| name | apex-pdf-target-image-removal |
| description | Detect and remove known APEX targets from born-digital PDFs — logos, cartoons, and Must Do/Challenging badges — whether rendered as image XObjects or vector paths. Use when users want these recurring elements removed while preserving non-target content. |
| compatibility | Requires python3 with pymupdf, pillow, numpy, and local tesseract OCR binary. |
APEX PDF Target Removal
Use this skill to remove these recurring targets from born-digital APEX PDFs:
- APEX logo variants (
APEX MATH TUITION)
- Cartoons (squid, donkey, panda variants, old master)
- Slanted bordered badges (
Must Do!, Challenging!) — both image XObject and vector-drawn variants
The bundled script removes targets in two phases:
- Phase 1 — Image XObject removal (
delete_image): Removes logos, cartoons, and badge images embedded as XObjects.
- Phase 2 — Vector badge removal (content stream editing): Removes "Must Do!" and "Challenging!" badges rendered as vector paths (parallelogram borders + letter outlines drawn with
m/l/c/h/f operators) by excising their BDC/EMC blocks from the page content stream.
Bundled Assets
Template images are included in:
assets/logos/*.png
assets/cartoons/*.png
assets/badges/*.png
See references/targets_manifest.md for the exact file list.
Bundled Script
scripts/remove_apex_targets.py
Preconditions
- Input PDF should be born-digital (not fully scanned raster pages).
- Environment has:
python3
pymupdf (fitz)
Pillow
numpy
tesseract
Core Workflow
- Run detection-only first (
--dry-run) to inspect target xrefs and pages.

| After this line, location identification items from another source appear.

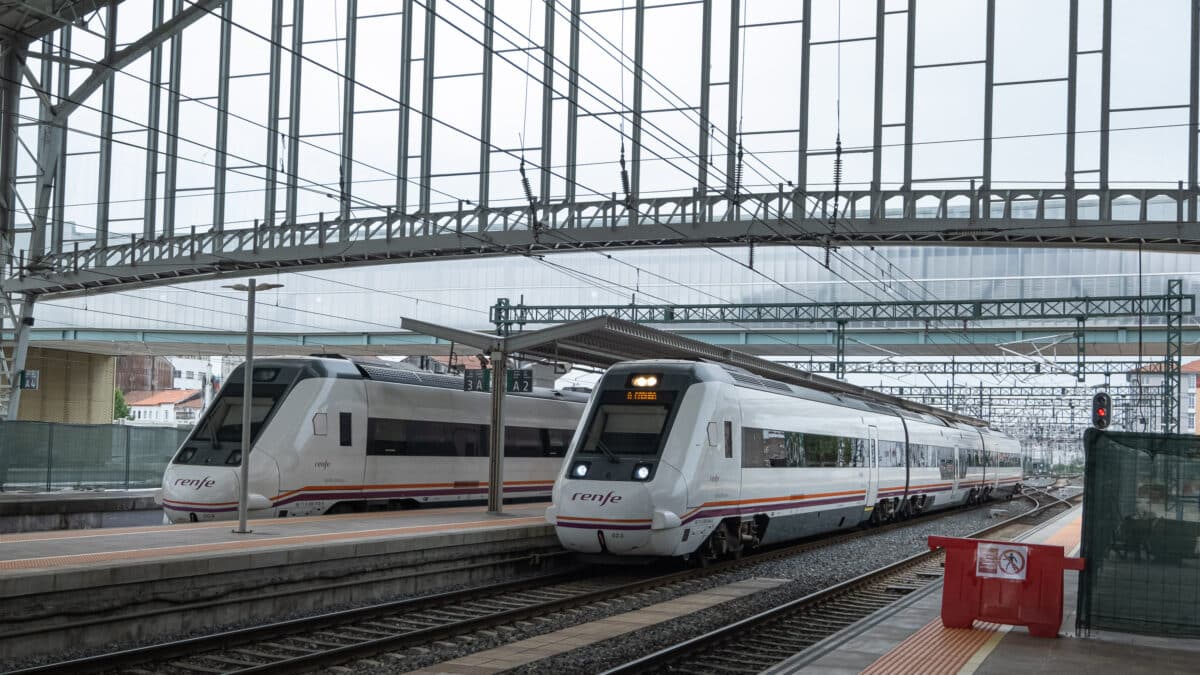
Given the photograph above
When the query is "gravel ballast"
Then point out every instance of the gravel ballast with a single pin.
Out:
(808, 573)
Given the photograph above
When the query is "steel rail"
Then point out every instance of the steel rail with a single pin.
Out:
(295, 627)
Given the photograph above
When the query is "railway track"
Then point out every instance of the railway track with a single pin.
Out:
(335, 638)
(760, 641)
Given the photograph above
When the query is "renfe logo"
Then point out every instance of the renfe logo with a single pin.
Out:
(197, 483)
(610, 499)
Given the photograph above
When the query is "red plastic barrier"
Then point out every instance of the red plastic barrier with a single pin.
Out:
(1003, 583)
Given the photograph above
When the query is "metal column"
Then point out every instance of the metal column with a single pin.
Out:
(171, 171)
(635, 183)
(346, 171)
(294, 111)
(106, 136)
(1072, 101)
(1173, 356)
(19, 352)
(802, 161)
(58, 215)
(273, 114)
(431, 18)
(496, 437)
(877, 136)
(909, 85)
(9, 145)
(840, 339)
(1194, 113)
(485, 120)
(706, 65)
(989, 69)
(1105, 105)
(573, 102)
(731, 131)
(403, 121)
(221, 159)
(547, 105)
(150, 213)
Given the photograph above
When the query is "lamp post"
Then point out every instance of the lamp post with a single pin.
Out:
(247, 393)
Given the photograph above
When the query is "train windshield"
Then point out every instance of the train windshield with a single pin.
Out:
(622, 426)
(217, 436)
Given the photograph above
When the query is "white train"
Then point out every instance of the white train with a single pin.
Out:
(334, 435)
(702, 460)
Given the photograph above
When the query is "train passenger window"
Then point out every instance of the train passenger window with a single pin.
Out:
(522, 442)
(557, 441)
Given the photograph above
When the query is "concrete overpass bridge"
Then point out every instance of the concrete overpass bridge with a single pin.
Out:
(316, 155)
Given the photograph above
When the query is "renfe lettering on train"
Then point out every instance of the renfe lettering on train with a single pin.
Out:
(610, 499)
(197, 483)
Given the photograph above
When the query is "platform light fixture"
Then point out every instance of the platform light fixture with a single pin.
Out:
(247, 393)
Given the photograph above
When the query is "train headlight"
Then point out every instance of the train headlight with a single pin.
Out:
(645, 381)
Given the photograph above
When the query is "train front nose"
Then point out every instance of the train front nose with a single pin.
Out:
(199, 493)
(604, 517)
(617, 517)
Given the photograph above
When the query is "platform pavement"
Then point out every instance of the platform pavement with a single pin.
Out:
(76, 509)
(909, 638)
(197, 575)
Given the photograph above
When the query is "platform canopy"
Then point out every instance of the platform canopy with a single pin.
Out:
(604, 341)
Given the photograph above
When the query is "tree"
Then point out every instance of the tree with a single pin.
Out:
(120, 408)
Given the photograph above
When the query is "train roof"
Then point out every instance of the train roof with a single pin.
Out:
(847, 395)
(378, 370)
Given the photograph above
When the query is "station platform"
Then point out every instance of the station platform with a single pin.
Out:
(70, 509)
(910, 638)
(199, 574)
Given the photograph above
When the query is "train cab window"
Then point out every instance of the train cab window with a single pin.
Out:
(557, 441)
(627, 429)
(346, 429)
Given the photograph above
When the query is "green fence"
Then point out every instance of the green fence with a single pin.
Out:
(49, 455)
(1141, 532)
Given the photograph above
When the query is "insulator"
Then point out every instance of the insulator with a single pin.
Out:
(737, 173)
(837, 163)
(624, 172)
(525, 183)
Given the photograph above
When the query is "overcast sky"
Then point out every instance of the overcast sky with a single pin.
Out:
(1150, 67)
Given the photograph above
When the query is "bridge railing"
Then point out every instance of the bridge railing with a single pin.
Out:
(792, 211)
(45, 455)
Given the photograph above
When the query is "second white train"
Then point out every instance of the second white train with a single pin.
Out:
(702, 460)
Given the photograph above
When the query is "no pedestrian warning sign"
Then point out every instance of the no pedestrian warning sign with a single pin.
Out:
(1002, 561)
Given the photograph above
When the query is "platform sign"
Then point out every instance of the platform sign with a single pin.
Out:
(29, 378)
(477, 380)
(1002, 561)
(520, 381)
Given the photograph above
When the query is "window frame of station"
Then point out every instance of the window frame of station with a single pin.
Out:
(479, 436)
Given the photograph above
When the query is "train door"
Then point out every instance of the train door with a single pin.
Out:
(873, 475)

- If detections are correct, run actual removal (output to
- cleaned.pdf by default).
- Re-run dry-run on cleaned output to confirm
target_xrefs_count: 0 and vector_badge_count: 0.
- Perform the mandatory final safety check against baseline (artifact-only baseline for two-skill pipelines; otherwise the input PDF).
- If legitimate text/diagrams are missing, apply remedies and regenerate output.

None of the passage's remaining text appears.